Do you wake up with or have
- Stuffy head
- Dark circles under eyes
- The feeling that you didn’t sleep well or at all
If so then you need to read the article below.
WHO DID YOU SLEEP WITH LAST NIGHT??
Have you ever heard the old saying, “Don’t let the bed bugs bite?” Well it’s not bugs that are the real problem. It is the dust mites and the proteins in their DER p1or fecal matter (up to 20 pellets a day each) and shed exoskeletons that we inhale as we sleep and live that we have to be very concerned about. Millions of these flea like creatures, that belong to the arachnid (spiders, scorpions and others) family are living in your mattress right now amongst other unhealthy allergens such as bacteria, moulds, fungi and viruses no matter how clean you are or how old your mattress is. Pillows can contain up to 20% of their weight in dust mites and their waste matter. The mite population in your bed can be as large as 60% of the total household contamination and having these pests are not a sign of untidiness at all.
Their scientific names are dermatophagoides farinae (American Dust Mite) and d. pteronyssinus (European Dust Mite) and their names mean skin eating mites. These mites live off of the skin flakes (as much as 2 pounds of skin yearly) and hair we shed every day as well as bacteria, pollen, moulds, fungi and their own droppings. They are everywhere in your house with he highest concentration of them being in your bed where we spend up to 1/3 as adults and 1/2 as kids at ground zero.

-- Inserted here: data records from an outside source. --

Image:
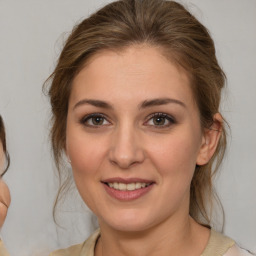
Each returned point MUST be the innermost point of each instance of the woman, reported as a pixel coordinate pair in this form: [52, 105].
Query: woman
[5, 198]
[135, 100]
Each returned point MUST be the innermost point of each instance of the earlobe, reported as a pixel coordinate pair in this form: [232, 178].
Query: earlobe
[210, 140]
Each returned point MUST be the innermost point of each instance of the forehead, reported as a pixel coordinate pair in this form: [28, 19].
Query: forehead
[140, 70]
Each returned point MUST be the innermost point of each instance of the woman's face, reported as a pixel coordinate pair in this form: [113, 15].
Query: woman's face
[133, 137]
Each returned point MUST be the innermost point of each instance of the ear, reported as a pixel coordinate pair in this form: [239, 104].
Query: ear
[210, 140]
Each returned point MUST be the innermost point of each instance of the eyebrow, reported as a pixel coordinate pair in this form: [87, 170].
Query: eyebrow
[144, 104]
[96, 103]
[159, 102]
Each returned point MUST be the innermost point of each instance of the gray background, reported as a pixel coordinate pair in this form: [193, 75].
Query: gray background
[32, 35]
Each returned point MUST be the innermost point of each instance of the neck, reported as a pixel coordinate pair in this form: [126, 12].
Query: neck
[180, 237]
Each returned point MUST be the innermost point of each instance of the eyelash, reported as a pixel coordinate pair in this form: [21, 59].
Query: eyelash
[88, 118]
[166, 117]
[85, 120]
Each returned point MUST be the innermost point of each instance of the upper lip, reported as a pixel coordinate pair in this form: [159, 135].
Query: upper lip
[126, 180]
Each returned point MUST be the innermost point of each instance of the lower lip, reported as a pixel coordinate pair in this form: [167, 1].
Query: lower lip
[127, 195]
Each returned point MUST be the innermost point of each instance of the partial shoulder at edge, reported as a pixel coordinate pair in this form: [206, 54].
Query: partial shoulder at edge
[72, 250]
[237, 251]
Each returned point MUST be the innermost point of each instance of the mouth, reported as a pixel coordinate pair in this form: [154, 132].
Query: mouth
[127, 189]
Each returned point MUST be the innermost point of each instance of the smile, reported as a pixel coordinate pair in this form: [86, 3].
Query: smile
[127, 187]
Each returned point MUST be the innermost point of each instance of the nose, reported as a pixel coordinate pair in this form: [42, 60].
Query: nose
[126, 148]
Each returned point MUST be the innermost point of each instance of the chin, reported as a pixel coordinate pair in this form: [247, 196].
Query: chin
[129, 222]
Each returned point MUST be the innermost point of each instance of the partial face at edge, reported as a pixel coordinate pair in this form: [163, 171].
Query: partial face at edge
[132, 121]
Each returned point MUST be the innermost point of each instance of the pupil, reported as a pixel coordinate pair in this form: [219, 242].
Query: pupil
[97, 120]
[159, 121]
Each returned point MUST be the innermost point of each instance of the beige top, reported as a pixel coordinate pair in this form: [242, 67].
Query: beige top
[218, 245]
[3, 251]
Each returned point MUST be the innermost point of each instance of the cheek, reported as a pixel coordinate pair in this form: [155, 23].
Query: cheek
[175, 155]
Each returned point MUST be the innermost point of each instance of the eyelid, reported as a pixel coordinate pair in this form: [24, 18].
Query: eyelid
[170, 119]
[85, 119]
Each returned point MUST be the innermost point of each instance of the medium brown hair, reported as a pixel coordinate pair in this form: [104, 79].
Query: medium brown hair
[3, 141]
[168, 26]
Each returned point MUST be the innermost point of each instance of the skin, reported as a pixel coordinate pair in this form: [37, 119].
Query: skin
[5, 198]
[130, 143]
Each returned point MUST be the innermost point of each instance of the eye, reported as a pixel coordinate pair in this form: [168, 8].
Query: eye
[94, 120]
[160, 120]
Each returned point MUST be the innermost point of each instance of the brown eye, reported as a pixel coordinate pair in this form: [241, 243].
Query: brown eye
[160, 120]
[95, 120]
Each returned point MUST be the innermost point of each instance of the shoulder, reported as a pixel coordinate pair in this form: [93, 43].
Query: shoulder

Dust mites are linked and declared to be responsible for some of the many health problems we as a society battle with everyday. The list includes fatigue, hay fever, allergies, eczema, depression, glue ear, rashes, itchy skin and eyes, insomnia, bronchitis, asthma and other respiratory ailments according to the National Asthma Campaign. They do this by breaking down the linings of the eyes, lungs and nasal passages with a protein that is in their fecal matter (DER p1). A study done by the National Institute of Environmental Health stated that 46% of the houses in North America have enough dust mite allergens in their mattresses and beddings to cause troublesome allergies to the occupants. The dust mite’s excrement is thought to be the most important allergen associated with asthma. M.S. Dhillon and D.G. Hogan both of the Allergy and Asthma Consultants, PC claim that not taking charge of this problem within the early years of child development could lead to long-term health problems in the future. Dust mites are so small that 4 would fit on this period. With that said, dust mites and their excrement or fecal matter can easily float around on the air currents in a room or attach themselves to your clothing and be transported to another area and start a new infestation.
They thrive in dark, humid conditions making the bed the perfect place to set up residence. Although you cannot eliminate them completely, you can drastically reduce their population and keep them under control. One dust mite lives for approximately 3-4 months and produce up to 300 eggs a month.